Since Russia’s full-scale invasion in Ukraine in February 2022, European defence ministries have been firmly focused on responding to the emanating threat from the east. That is an understandable prioritization given the magnitude and implications of the war in Ukraine. Yet, it is not enough to look to the east. EU’s closest neighbouring continent, Africa, is currently facing an unprecedented level of jihadist expansion, a steep upsurge of armed conflicts and the fastest demographic increase in the world. In Belgium’s 2025 Strategic Defence Vision, Africa is however effectively sidelined even though the continent is identified it as a zone of threats and interest. Nevertheless, ignoring our southern flank in security and defence discussions is shortsighted, dangerous and costly from both a political and security perspective. Three reasons in particular stand out:

 

  1. First, Africa is currently witnessing the world’s fastest jihadist expansion:
    with more than a 300% increase in violent extremism between 2012 and 2022 with a staggering 22,307 deaths linked to these groups only in 2024, setting a new tragic record and establishing the continent as the hotbed for armed jihadist organisations. Both the Islamic State and Al-Qaida affiliates are connected to the expansion, but especially the latter have expanded exponentially in the Sahel region over the past few years, with, as an example, almost two thirds of Burkina Faso’s territory being under JNIM’s, a local Al-Qaida affiliate, control. The security situation has worsened significantly since a coup wave rocked the region beginning of 2020, leading to a strategic realignment by the African military leaders with Russia.
  2. Second, the current Global Power Competition extends well beyond the eastern front:
    Russia has systematically expanded its footprint in Africa after each intervention in its neighborhood—2008 in Georgia, 2014 in Crimea, and, most decisively, following its 2022 war of aggression against Ukraine. The latter triggered a major push for influence through both informal channels like the presence of the infamous Wagner mercenary group and formal defence agreements, with the Russian Minister of Foreign Affairs, Sergei Lavrov, conducting more than 18 visits to African partner states, to be compared with Ursula Von der Leyen, the President of the European Commision visiting three during the same time period. The competition is most visible in the Sahel, once a hub for EU CSDP missions and France’s Operation Barkhane, where coup leaders have expelled Western forces, welcomed Russian troops, and are now pushing out Western mining companies in favor of Russian and Chinese partners.
  3. Third, Africa is the fastest growing continent in the world:
    its population is set to double from 1 to 2 billion between 2020 and 2050, a population disproportionately affected by climate change, food insecurity, and armed conflict. This demographic surge will inevitably affect Europe. While equating migration with security threats is both false and dangerous, it is equally naïve to think that walls or restrictive policies can shield the EU from the different types of pressures arising just across the mere 13-kilometer strait separating Spain and Morocco.

 

To conclude, none of these factors will pose any direct threat to Europe or Belgium today, but they will have an impact over the medium to long term on our security and political environment tomorrow.

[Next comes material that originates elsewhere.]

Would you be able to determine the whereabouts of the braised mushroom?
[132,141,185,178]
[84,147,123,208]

While that does not mean that we should turn away our focus from Ukraine, it does mean that we need to be able to acknowledge, discuss, and prepare for more than one crisis at the time, and build that, long-discussed, 360 degree defence. Global competition is rarely won at the level of core interests, but through incremental gains and losses around so-called peripheral ones. Russia’s war of aggression has shown that defence preparedness cannot be improvised; if Africa remains absent from our security and defence planning, we risk learning that lesson again—at far greater cost.